自らの判断を、鞄という他者に完全に預ける・任せることは、自分で考える必要がないからとても「楽」だ。しかしその甘い蜜には猛毒が入っている。

結末部分を先取りして説明すると、鞄を譲り受けた「私」は、自動歩行を強いられる。「そのまま事務所に引き返すつもりだったが、どうもうまくいかない」。「やむをえず、とにかく歩ける方向に歩いてみるしか」なく、「そのうち、どこを歩いているのか、よく分からなくなってしまった」。

この鞄は、恐ろしい鞄だ。一度手に持ったが最後、永遠に歩きつづけさせられるのだ。しかもそれを苦だと思わせない。「不安」を消し、「自由」だけを自覚させる、まさに麻薬のような鞄だ。


私は、「なんなら、しばらく、あずかってみてあげようか」という、この物語にとって非常に重要なセリフを述べる。「私」は、青年を魅了する鞄に強い興味を持ち始めている。しかしここには、「私」にとっての罠がある。ここには、危険なもの、それに触れてはいけないものに対し、好奇心から近づいてしまう、人の弱さ・愚かさが表現されている。きれいなバラには棘がある。試しにであっても、一度その鞄を持ったら最後なのだ。「私」にしてみれば、軽い気持ち・好奇心で言ったひとことと行動が、人生の分かれ目になってしまった。

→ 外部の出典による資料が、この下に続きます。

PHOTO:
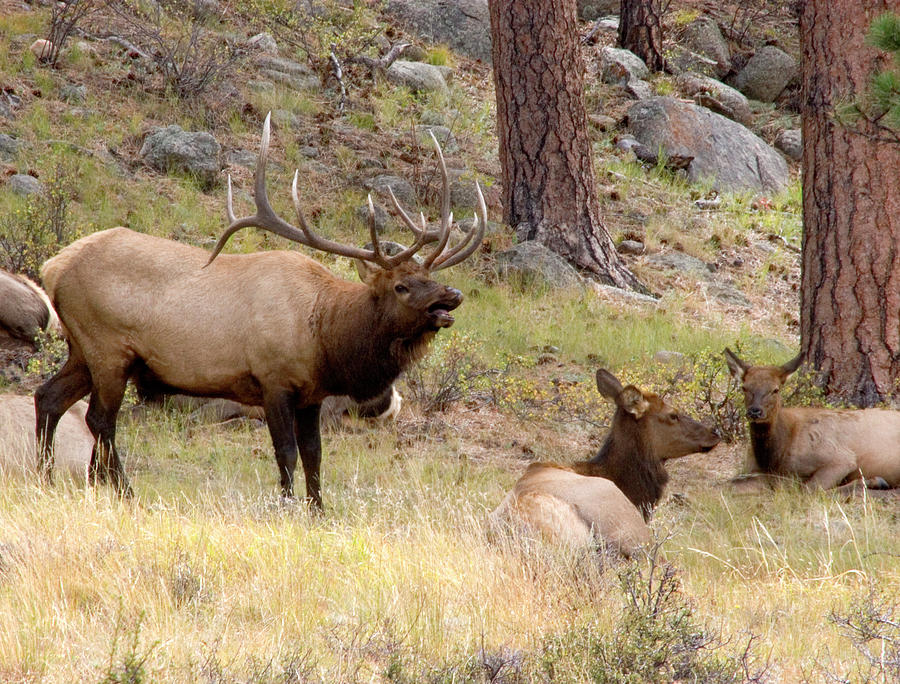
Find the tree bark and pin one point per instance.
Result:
(545, 154)
(850, 289)
(640, 30)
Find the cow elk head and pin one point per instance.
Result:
(645, 415)
(761, 385)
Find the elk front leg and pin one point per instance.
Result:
(101, 420)
(309, 440)
(279, 409)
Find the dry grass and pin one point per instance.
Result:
(208, 575)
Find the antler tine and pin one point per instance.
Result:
(473, 239)
(373, 233)
(266, 218)
(446, 216)
(312, 239)
(430, 235)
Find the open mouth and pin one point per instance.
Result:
(439, 312)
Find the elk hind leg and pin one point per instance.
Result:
(279, 409)
(309, 440)
(106, 399)
(52, 400)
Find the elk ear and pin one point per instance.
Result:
(791, 366)
(365, 269)
(607, 384)
(735, 365)
(631, 399)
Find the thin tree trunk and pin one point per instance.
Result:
(548, 178)
(640, 30)
(850, 290)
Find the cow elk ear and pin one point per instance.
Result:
(631, 399)
(735, 365)
(365, 269)
(607, 384)
(791, 366)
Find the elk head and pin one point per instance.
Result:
(761, 385)
(404, 287)
(666, 432)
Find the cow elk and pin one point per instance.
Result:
(609, 498)
(272, 329)
(25, 311)
(824, 448)
(73, 444)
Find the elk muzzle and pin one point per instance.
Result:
(439, 312)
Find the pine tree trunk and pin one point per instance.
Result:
(548, 177)
(850, 290)
(640, 30)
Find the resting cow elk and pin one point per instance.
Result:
(645, 432)
(73, 444)
(273, 329)
(25, 310)
(562, 506)
(610, 497)
(822, 447)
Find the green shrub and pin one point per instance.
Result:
(39, 227)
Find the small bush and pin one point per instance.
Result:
(657, 638)
(447, 375)
(127, 667)
(189, 57)
(873, 627)
(37, 230)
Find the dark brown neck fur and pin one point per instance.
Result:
(766, 440)
(640, 475)
(363, 351)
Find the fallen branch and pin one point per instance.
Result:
(339, 77)
(382, 63)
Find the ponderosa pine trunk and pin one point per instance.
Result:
(545, 154)
(640, 30)
(850, 291)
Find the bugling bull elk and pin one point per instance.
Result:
(273, 329)
(822, 447)
(608, 498)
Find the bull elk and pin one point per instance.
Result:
(273, 329)
(822, 447)
(608, 498)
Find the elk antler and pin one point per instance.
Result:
(266, 218)
(438, 258)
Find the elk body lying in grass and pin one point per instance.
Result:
(25, 310)
(73, 444)
(273, 329)
(609, 498)
(822, 447)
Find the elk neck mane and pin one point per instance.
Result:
(767, 441)
(627, 459)
(364, 352)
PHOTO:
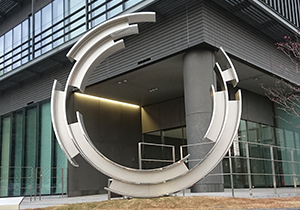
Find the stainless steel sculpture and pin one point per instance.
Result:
(88, 52)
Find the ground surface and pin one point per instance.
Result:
(184, 203)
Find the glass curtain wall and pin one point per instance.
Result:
(54, 24)
(28, 148)
(261, 143)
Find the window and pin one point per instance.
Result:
(7, 51)
(5, 159)
(26, 41)
(1, 54)
(37, 30)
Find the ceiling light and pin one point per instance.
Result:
(108, 100)
(153, 90)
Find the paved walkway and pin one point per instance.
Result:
(256, 193)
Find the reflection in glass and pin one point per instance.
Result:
(58, 15)
(1, 54)
(46, 24)
(37, 30)
(7, 49)
(25, 41)
(17, 31)
(45, 147)
(30, 147)
(5, 156)
(17, 154)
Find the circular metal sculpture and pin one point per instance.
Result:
(88, 52)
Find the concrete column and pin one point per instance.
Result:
(198, 76)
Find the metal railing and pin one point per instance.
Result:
(275, 157)
(153, 159)
(38, 42)
(32, 182)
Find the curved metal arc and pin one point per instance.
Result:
(107, 28)
(59, 122)
(116, 171)
(231, 70)
(195, 174)
(84, 67)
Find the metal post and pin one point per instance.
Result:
(108, 192)
(62, 182)
(41, 182)
(173, 154)
(31, 184)
(294, 174)
(273, 170)
(249, 169)
(231, 175)
(32, 27)
(86, 15)
(140, 155)
(35, 185)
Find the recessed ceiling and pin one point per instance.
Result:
(163, 81)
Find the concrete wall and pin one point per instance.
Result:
(115, 130)
(165, 115)
(257, 108)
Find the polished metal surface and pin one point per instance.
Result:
(93, 48)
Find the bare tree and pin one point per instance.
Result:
(285, 94)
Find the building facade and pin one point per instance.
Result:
(166, 70)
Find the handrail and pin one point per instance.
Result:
(11, 59)
(155, 160)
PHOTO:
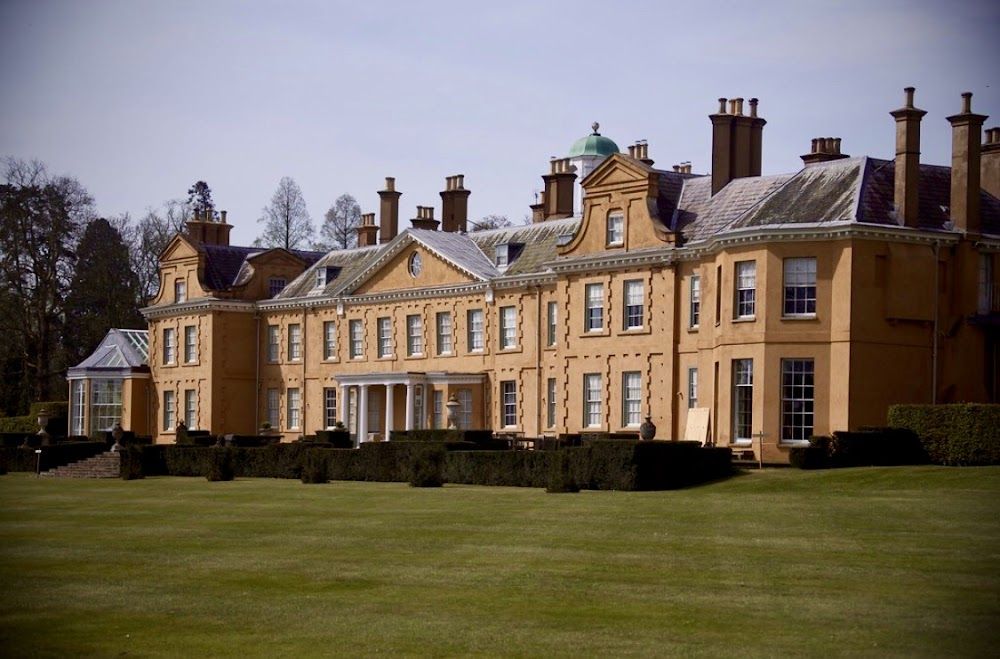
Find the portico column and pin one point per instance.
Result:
(388, 409)
(409, 405)
(363, 414)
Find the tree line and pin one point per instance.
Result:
(68, 274)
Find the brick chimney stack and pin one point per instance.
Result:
(824, 149)
(966, 131)
(906, 197)
(202, 228)
(425, 219)
(559, 189)
(737, 141)
(389, 210)
(989, 169)
(455, 205)
(367, 231)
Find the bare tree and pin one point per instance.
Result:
(286, 219)
(147, 238)
(41, 220)
(491, 222)
(339, 230)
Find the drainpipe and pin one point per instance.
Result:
(256, 382)
(934, 343)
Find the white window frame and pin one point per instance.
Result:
(329, 407)
(293, 398)
(356, 330)
(414, 335)
(508, 327)
(444, 333)
(294, 342)
(191, 409)
(384, 325)
(594, 308)
(273, 343)
(692, 387)
(592, 400)
(745, 298)
(329, 339)
(615, 236)
(475, 322)
(631, 399)
(550, 409)
(190, 344)
(105, 403)
(798, 399)
(437, 403)
(635, 302)
(799, 287)
(553, 328)
(273, 412)
(169, 411)
(169, 346)
(78, 396)
(465, 411)
(742, 401)
(508, 403)
(694, 308)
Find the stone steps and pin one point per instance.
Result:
(105, 465)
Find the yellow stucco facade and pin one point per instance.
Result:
(780, 307)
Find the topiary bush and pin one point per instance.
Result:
(314, 467)
(965, 434)
(427, 465)
(220, 467)
(561, 480)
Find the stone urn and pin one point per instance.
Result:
(647, 430)
(117, 433)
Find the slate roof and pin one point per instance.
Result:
(843, 191)
(119, 350)
(226, 265)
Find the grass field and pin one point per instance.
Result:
(881, 562)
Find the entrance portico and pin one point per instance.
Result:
(369, 405)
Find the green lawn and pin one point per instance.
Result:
(877, 562)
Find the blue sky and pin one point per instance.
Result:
(139, 99)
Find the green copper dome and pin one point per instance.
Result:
(594, 144)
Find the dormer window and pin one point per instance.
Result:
(325, 275)
(616, 230)
(507, 253)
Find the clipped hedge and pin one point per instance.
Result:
(956, 434)
(868, 447)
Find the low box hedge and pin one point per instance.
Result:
(965, 434)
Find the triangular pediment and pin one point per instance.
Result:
(617, 170)
(423, 259)
(179, 247)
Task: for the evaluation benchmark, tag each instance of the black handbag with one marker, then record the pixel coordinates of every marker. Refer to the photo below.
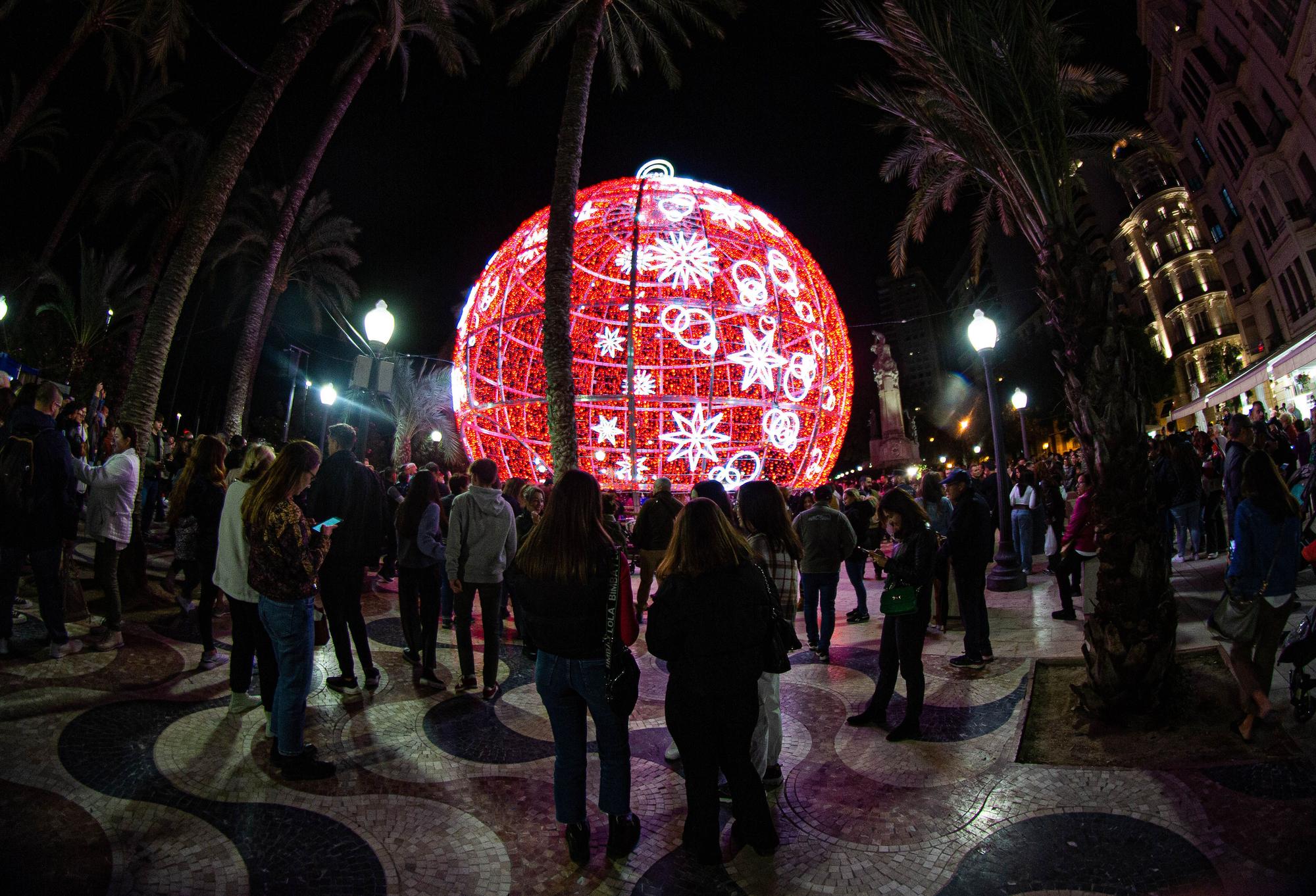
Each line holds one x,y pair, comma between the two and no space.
1235,618
781,634
622,672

 青年は、「まさか、そんなあつかましいこと……」と、この鞄を持つなどという危険なことをするなんて「まさか」という意味を含んだ返事をする。私は、「なかみはなんなの」と、「なかみ」を確認しようとする。なにせ、「赤ん坊の死体」が「三つ」、「押し込め」られているかもしれないのだ。青年は、「大したものじゃありません」、「つまらない物ばかりです」と、とても思わせぶりなセリフを吐く。いよいよ「私」の好奇心は掻き立てられる。ぜひ一度自分も持ってみたくなる。「私」は、完全に鞄にとりつかれた状態だ。だが誰もそれを止めることはできない。なぜなら、「自発的」だからだ。「楽」だからという理由で、自ら望んで他者に支配されようとする人間の浅はかさ。

こうして、鞄の後継者は、決定した。愚かな「私」は、喜んでその役を引き受けようとしている。念願のカバンがいよいよ自分のものになるという期待と喜びで、「私」は「ほっと肩の荷を下ろした思い」になる。希望の成就による満足感で、「私」の心は満たされる。後戻りできないずっしりとした重量感のある苦悩を、新たにその「肩」に背負うことになるとも知らずに。


この後、物語は、「ごく自然に」移行する。「ごく自然に、当然のなりゆきとして、後に例の鞄が残された」。「私」は、「なんということもなしに、鞄を持ち上げてみた」。軽率さ、思慮の浅さが、「私」を破滅へと導く。

「なんとなく」、「持ち上げて」しまった鞄。それは「ずっしり腕にこたえ」る。だから、そこで「手から離」せば、後戻りできたかもしれないのだ。しかし「私」は、離さなかった。「腕にこたえたが、持てないほどではなかった」。「ためしに、二、三歩歩いて」みる。「もっと歩けそうだった」。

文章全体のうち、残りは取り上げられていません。